Riley uses nautical flags to spell out local phrases, like the "Be Good or Be Gone" sign seen in local taverns and for which the series of panels is titled and uses the phrase as a reminder for visitors to take care and appreciate the fragile environment of the area. One two-panel section shows two images of a piping plover - an endangered bird that has chosen a section of beach at the Rockaways, just a few blocks south of the station, as one of its few remaining nesting grounds. The other diptych has nautical flags above images of seaside bungalows that also bear a common Rockaway phrase, "No Sniveling,'' which simply means no whining. In the past 150 years, Rockaway Beach endured destruction from storms and fire and - as is often is the case with waterfront communities - the unwavering determination to rebuild has shaped the resilient culture of the community. On the southbound platform, a five panel set shows the rolling sea filled with cast off and floating objects and even houses, as the artist comments on both the power of the sea and the need to respect it. The faceted glass artwork fabricated by Willet Hauser Architectural Glass employs special treatments, including metal rivets to mimic ship construction, hand painting, and etching. Glass crystals form stars above the stilt houses and other innovative uses of the medium are seen throughout the works.





Beach 105th Street Seaside has two tracks and two wall platforms and is on a concrete viaduct. New lights have been installed. There is a crossunder to the tile mezzanine resembles 90th Street and has a sealed extra exit at the north end of the southbound platform. One stairway on the northbound platform is closed for "emergency repairs from 6/25/04 until 9/26/04. " Time will tell if the stairway is reopened. Leaving here we descend to the surface. Artwork is by Callie Hirsch and is entitled  Vast, 2011. It is Faceted glass

For the Beach 105 Street station, Callie Hirsch created fantastical aquatic creatures set against rich blue and green backgrounds of water. She worked with fabricator Erksin Mitchell, who interpreted her artwork into three groupings of faceted glass panels. Each is a striking portrayal of organic ocean forms made radiant by the strong light that reflects off the nearby ocean.

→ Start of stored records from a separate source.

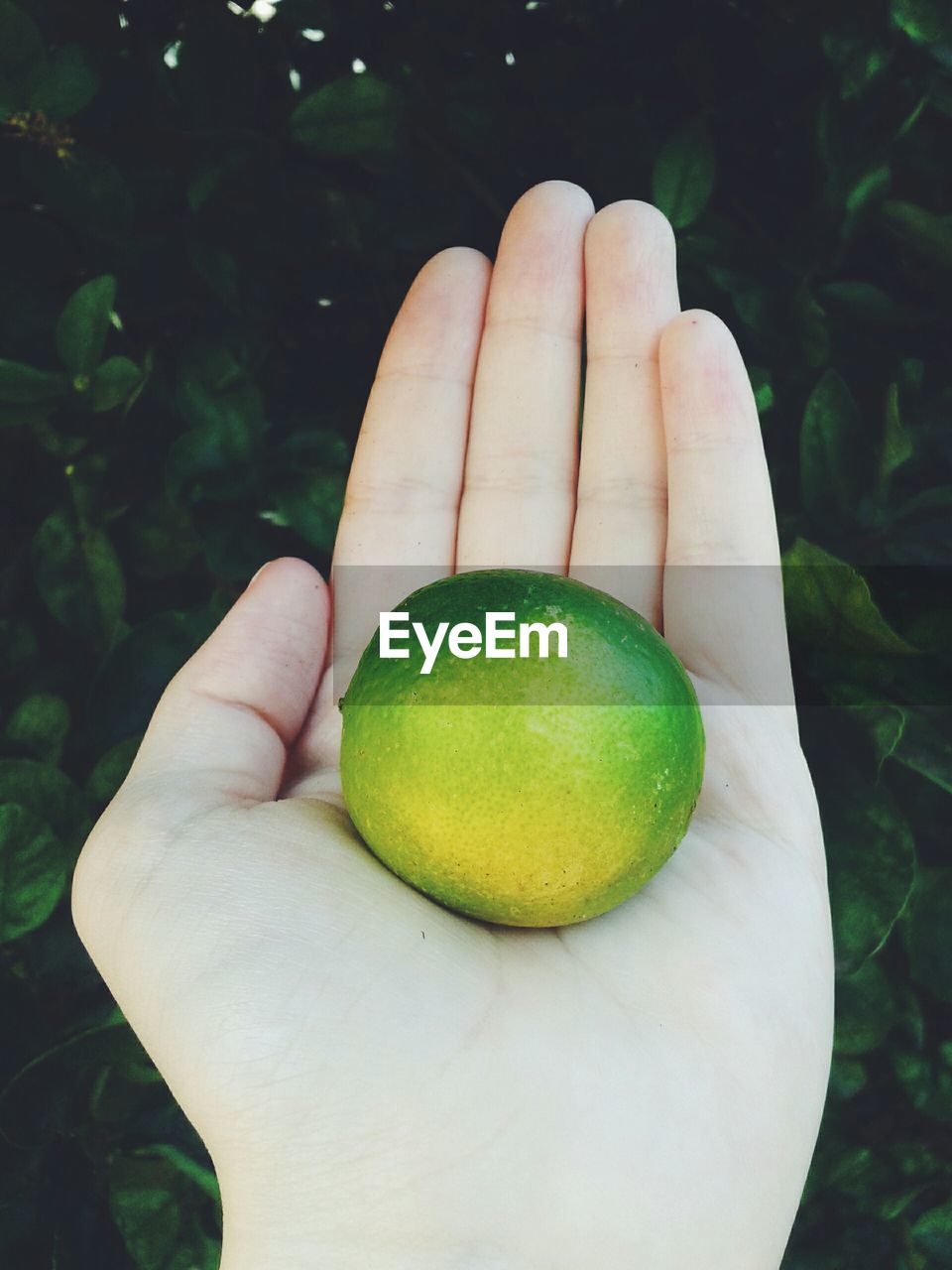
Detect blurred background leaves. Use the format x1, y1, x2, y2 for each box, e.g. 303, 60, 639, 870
0, 0, 952, 1270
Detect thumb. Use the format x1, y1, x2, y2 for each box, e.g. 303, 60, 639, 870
127, 557, 330, 804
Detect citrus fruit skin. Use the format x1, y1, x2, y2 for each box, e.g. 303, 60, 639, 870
340, 569, 704, 926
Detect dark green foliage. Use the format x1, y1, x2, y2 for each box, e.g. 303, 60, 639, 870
0, 0, 952, 1270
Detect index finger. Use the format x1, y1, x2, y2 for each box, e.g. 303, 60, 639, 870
660, 310, 793, 704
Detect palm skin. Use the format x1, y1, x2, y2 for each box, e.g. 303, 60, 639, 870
73, 182, 831, 1270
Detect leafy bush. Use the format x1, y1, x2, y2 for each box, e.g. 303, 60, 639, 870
0, 0, 952, 1270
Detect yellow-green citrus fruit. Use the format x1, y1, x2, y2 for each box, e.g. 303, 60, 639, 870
340, 569, 704, 926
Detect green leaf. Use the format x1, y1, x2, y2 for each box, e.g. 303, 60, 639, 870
56, 273, 115, 375
271, 472, 346, 552
783, 539, 917, 657
748, 366, 774, 414
911, 1201, 952, 1270
830, 1058, 867, 1099
109, 1147, 221, 1270
147, 1143, 221, 1204
90, 611, 214, 745
652, 119, 717, 230
167, 341, 267, 502
126, 496, 198, 577
890, 715, 952, 794
820, 282, 924, 330
847, 164, 892, 225
826, 779, 915, 974
90, 357, 142, 413
0, 358, 69, 404
33, 509, 126, 648
799, 369, 863, 521
831, 685, 908, 772
908, 869, 952, 1002
20, 145, 133, 241
4, 693, 69, 763
86, 735, 142, 807
0, 0, 46, 112
834, 961, 896, 1057
0, 758, 89, 853
883, 202, 952, 269
0, 803, 66, 944
793, 283, 830, 368
187, 239, 241, 309
877, 384, 915, 489
291, 72, 404, 156
0, 1008, 155, 1147
890, 0, 949, 45
32, 45, 99, 119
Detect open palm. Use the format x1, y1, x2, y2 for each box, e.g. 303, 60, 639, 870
73, 182, 831, 1270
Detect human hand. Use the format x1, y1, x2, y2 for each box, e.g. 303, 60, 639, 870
73, 182, 833, 1270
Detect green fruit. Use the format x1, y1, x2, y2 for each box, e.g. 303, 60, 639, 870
340, 569, 704, 926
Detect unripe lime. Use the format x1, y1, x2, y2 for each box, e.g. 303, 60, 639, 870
340, 569, 704, 926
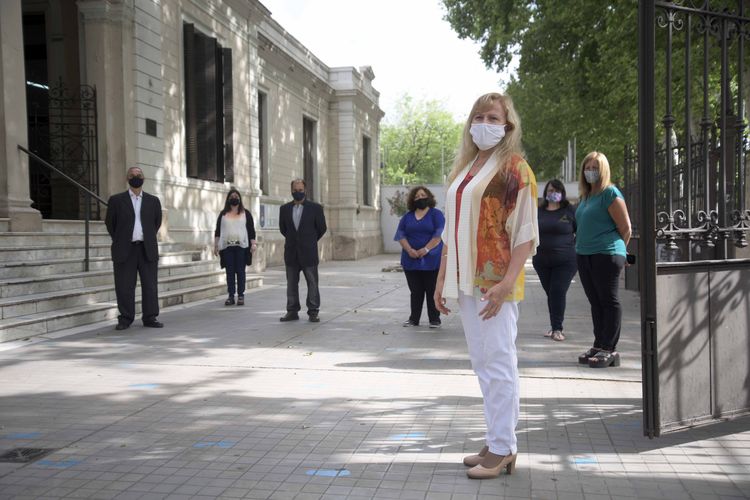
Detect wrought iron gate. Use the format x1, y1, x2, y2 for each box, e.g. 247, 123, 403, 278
640, 0, 750, 437
27, 80, 101, 219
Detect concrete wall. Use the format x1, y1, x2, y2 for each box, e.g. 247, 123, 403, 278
70, 0, 383, 269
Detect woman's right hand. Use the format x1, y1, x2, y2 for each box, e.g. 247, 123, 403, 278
434, 279, 451, 314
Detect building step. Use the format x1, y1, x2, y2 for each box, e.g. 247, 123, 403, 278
0, 260, 219, 299
0, 231, 112, 248
0, 269, 226, 319
0, 276, 263, 342
0, 250, 218, 280
0, 240, 186, 262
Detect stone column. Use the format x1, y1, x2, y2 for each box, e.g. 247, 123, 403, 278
78, 0, 136, 199
0, 0, 42, 231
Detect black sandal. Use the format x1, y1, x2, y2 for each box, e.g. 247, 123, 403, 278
589, 351, 620, 368
578, 347, 599, 365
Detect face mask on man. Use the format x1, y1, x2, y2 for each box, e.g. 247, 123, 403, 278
547, 191, 562, 203
414, 198, 430, 210
583, 170, 599, 184
469, 123, 505, 151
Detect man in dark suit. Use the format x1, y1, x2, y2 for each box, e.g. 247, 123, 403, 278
106, 167, 164, 330
279, 179, 326, 323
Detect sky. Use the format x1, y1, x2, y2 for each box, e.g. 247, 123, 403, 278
261, 0, 508, 123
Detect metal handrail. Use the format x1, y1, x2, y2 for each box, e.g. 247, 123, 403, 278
18, 144, 108, 272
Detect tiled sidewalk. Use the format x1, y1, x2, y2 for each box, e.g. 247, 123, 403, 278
0, 256, 750, 500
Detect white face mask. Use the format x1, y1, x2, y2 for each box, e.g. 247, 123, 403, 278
469, 123, 505, 151
583, 170, 599, 184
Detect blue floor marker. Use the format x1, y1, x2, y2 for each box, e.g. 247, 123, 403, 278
193, 441, 235, 448
128, 384, 159, 389
3, 432, 42, 439
388, 432, 425, 441
35, 460, 81, 469
305, 469, 351, 477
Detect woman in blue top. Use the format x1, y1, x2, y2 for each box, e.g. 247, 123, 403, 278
576, 151, 630, 368
393, 186, 445, 328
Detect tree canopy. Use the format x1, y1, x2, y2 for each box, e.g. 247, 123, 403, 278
380, 94, 462, 184
443, 0, 638, 180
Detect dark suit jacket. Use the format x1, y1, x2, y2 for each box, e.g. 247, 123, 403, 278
214, 209, 255, 269
105, 191, 161, 262
279, 200, 327, 267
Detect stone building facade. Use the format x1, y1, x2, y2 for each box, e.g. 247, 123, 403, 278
0, 0, 383, 269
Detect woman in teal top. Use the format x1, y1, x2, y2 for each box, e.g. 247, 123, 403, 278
576, 151, 630, 368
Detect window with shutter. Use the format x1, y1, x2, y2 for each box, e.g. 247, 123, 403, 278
183, 23, 234, 182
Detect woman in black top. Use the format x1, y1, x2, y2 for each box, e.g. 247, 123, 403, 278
532, 179, 578, 341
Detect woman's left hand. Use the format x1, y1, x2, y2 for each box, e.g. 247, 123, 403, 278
479, 281, 512, 321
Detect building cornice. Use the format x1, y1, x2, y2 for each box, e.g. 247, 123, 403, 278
76, 0, 135, 24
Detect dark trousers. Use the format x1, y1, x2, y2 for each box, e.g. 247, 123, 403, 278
113, 243, 159, 325
286, 266, 320, 315
532, 255, 578, 331
223, 246, 247, 297
404, 271, 440, 325
577, 254, 625, 351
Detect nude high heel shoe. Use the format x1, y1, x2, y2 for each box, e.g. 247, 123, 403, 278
464, 446, 490, 467
466, 453, 518, 479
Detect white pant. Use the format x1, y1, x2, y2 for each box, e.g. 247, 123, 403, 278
458, 293, 521, 455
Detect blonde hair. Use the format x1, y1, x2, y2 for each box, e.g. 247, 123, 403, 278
578, 151, 612, 199
448, 92, 523, 184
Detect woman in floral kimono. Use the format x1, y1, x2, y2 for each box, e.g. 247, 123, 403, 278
435, 93, 539, 479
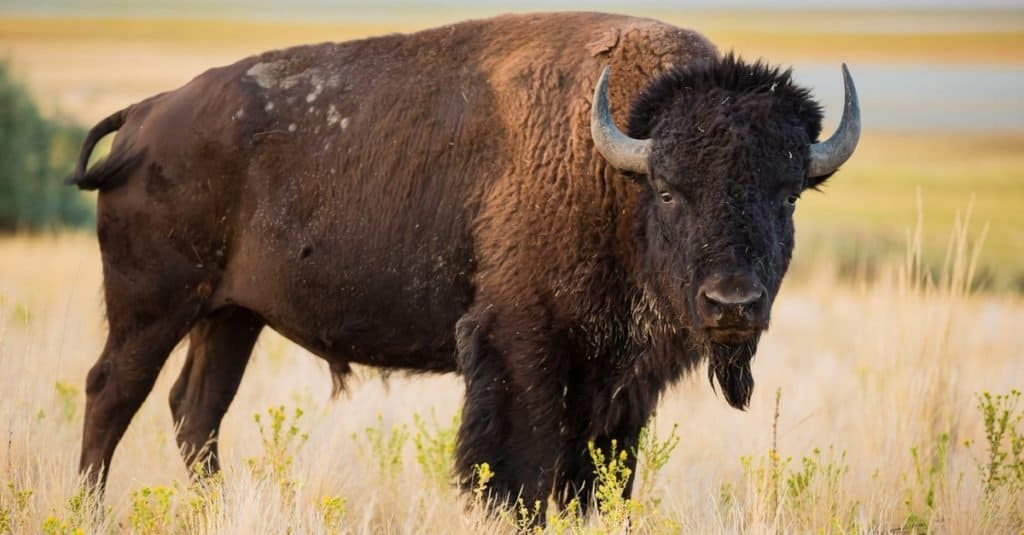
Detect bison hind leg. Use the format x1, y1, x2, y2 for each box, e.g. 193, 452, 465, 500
170, 307, 263, 475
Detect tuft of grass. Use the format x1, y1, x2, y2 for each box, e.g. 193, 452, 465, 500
316, 496, 347, 533
128, 487, 175, 535
352, 413, 409, 482
246, 405, 309, 501
413, 411, 458, 489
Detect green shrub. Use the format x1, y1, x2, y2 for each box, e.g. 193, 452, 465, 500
0, 61, 93, 232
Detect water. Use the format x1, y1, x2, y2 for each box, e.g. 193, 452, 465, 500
794, 64, 1024, 133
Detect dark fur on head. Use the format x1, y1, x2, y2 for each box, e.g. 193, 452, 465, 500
630, 53, 822, 408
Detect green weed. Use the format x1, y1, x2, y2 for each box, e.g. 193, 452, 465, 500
316, 496, 347, 533
0, 482, 33, 534
413, 411, 458, 489
903, 433, 950, 533
128, 487, 175, 534
246, 405, 309, 502
352, 414, 409, 480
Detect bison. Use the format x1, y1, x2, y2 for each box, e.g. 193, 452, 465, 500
70, 13, 860, 512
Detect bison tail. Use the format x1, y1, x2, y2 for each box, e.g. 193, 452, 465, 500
65, 107, 142, 191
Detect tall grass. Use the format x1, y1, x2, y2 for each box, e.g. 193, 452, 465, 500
0, 202, 1024, 533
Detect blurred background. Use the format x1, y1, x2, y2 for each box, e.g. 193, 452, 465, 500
0, 0, 1024, 292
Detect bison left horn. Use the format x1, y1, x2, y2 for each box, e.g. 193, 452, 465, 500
807, 64, 860, 178
590, 67, 650, 174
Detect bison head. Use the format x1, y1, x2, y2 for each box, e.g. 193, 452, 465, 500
591, 54, 860, 408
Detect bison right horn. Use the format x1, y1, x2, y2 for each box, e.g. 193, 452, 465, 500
590, 67, 650, 174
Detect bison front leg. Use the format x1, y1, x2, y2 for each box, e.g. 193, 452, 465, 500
555, 397, 650, 515
456, 305, 562, 524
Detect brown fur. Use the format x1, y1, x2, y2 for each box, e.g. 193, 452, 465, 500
68, 13, 835, 514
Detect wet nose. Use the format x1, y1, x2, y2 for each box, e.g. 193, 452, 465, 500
703, 287, 765, 305
697, 275, 768, 329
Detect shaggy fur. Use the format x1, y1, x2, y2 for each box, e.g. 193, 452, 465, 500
72, 9, 843, 516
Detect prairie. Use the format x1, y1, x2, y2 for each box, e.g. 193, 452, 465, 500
0, 214, 1024, 533
0, 8, 1024, 534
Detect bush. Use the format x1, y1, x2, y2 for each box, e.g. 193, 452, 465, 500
0, 61, 93, 232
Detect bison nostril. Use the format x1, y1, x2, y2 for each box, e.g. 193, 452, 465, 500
703, 288, 764, 305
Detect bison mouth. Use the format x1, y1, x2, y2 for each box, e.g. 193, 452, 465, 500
707, 327, 762, 345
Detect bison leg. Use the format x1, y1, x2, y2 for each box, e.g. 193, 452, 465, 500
79, 301, 193, 491
555, 412, 643, 515
456, 305, 562, 524
164, 307, 263, 475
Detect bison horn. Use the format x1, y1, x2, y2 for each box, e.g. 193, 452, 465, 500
807, 64, 860, 178
590, 67, 650, 174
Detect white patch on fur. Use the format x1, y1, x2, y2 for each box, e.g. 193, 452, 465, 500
327, 105, 341, 126
246, 59, 285, 89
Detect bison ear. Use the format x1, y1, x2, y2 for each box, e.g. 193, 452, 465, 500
804, 171, 836, 190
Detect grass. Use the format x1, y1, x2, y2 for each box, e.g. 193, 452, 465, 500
0, 203, 1024, 533
0, 12, 1024, 534
795, 134, 1024, 291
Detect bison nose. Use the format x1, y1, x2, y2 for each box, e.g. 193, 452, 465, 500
696, 276, 768, 330
703, 287, 765, 305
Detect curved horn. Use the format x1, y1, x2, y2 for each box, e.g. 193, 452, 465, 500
807, 64, 860, 178
590, 67, 650, 174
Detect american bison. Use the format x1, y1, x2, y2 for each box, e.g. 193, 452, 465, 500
71, 13, 859, 510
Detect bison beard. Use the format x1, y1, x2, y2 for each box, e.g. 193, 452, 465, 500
708, 335, 760, 410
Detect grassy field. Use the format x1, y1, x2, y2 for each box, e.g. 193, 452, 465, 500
0, 11, 1024, 534
0, 223, 1024, 533
0, 10, 1024, 291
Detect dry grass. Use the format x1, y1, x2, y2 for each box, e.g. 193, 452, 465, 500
0, 207, 1024, 533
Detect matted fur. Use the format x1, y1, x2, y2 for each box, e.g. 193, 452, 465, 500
68, 13, 843, 516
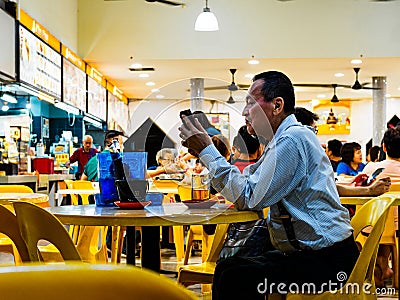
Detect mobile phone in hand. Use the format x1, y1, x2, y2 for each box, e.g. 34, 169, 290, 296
179, 109, 194, 124
179, 109, 192, 119
366, 168, 385, 185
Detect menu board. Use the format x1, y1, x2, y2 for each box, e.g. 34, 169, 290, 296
0, 9, 15, 80
87, 77, 107, 120
19, 25, 61, 98
107, 91, 115, 126
63, 58, 86, 111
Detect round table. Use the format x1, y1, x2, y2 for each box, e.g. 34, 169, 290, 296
0, 193, 50, 207
47, 203, 261, 272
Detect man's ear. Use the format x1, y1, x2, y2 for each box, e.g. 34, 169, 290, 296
382, 143, 387, 153
273, 97, 285, 115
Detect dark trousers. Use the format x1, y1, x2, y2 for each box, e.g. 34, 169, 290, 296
212, 236, 359, 300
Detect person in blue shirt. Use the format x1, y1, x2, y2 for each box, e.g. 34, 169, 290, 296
336, 142, 365, 176
179, 71, 359, 300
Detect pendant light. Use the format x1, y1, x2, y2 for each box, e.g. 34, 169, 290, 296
331, 84, 339, 103
194, 0, 219, 31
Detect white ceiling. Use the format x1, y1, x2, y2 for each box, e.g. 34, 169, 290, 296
72, 0, 400, 100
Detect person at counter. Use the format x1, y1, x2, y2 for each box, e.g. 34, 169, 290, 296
82, 130, 123, 181
65, 135, 99, 180
179, 71, 359, 299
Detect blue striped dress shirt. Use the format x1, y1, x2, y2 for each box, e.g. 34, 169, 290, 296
200, 115, 352, 252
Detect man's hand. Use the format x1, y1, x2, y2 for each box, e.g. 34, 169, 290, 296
178, 116, 212, 157
369, 177, 391, 196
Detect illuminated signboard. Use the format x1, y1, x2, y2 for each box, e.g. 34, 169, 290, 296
87, 77, 107, 120
63, 59, 86, 111
19, 26, 61, 99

Hirsch, inspired by childhood experiences, explores the universe beneath the seas through her artwork. As a child, she was fascinated by the family fish tank filled with creatures taken from the ocean. As a teenager, her interest was heightened when she began sailing and scuba diving. The variety and vibrancy of life beneath the surface continues to be a major interest to her.

With a love for the Rockaway landscape, Hirsch says the ocean is one of the most desirable places on earth. Through Vast, she hopes to encourage viewers to acknowledge and respect the beauty of the sea and consider their own participation in the power and wholeness of the natural world."







Beach 116th Street Rockaway Park has two tracks, an island platform and is at grade level. Yard tracks are on each side of the active tracks. The massive station house is at grade level and is concrete with windows. It also houses a police facility . An examination of the station house shows the former ticket windows.  According to the MTA Web site artwork is by .K K Kozik and is entitled First on the Beach and Wednesday Night Fireworks, 2008.Laminated glass in the station building interior windows.

Laminated glass artwork on the two interior clerestory windows evoke night and day in Rockaway Park. One window shows a timeless interlude on the beach, complete with unfurling towels as beachgoers stake out space on a bright sunny day. On the opposite wall, a night sky over the beach and ocean is transformed with bursts of fireworks, as rapt families and neighbors gather to watch the Wednesday night summer tradition unfold.

Artist K K Kozik created the originals in pastel and her drawings were transformed into the glass panels that capture the detail and expressive palette of her summer day and night. The building is the terminal station in Rockaway Park and serves as a focal point for the tight-knit community."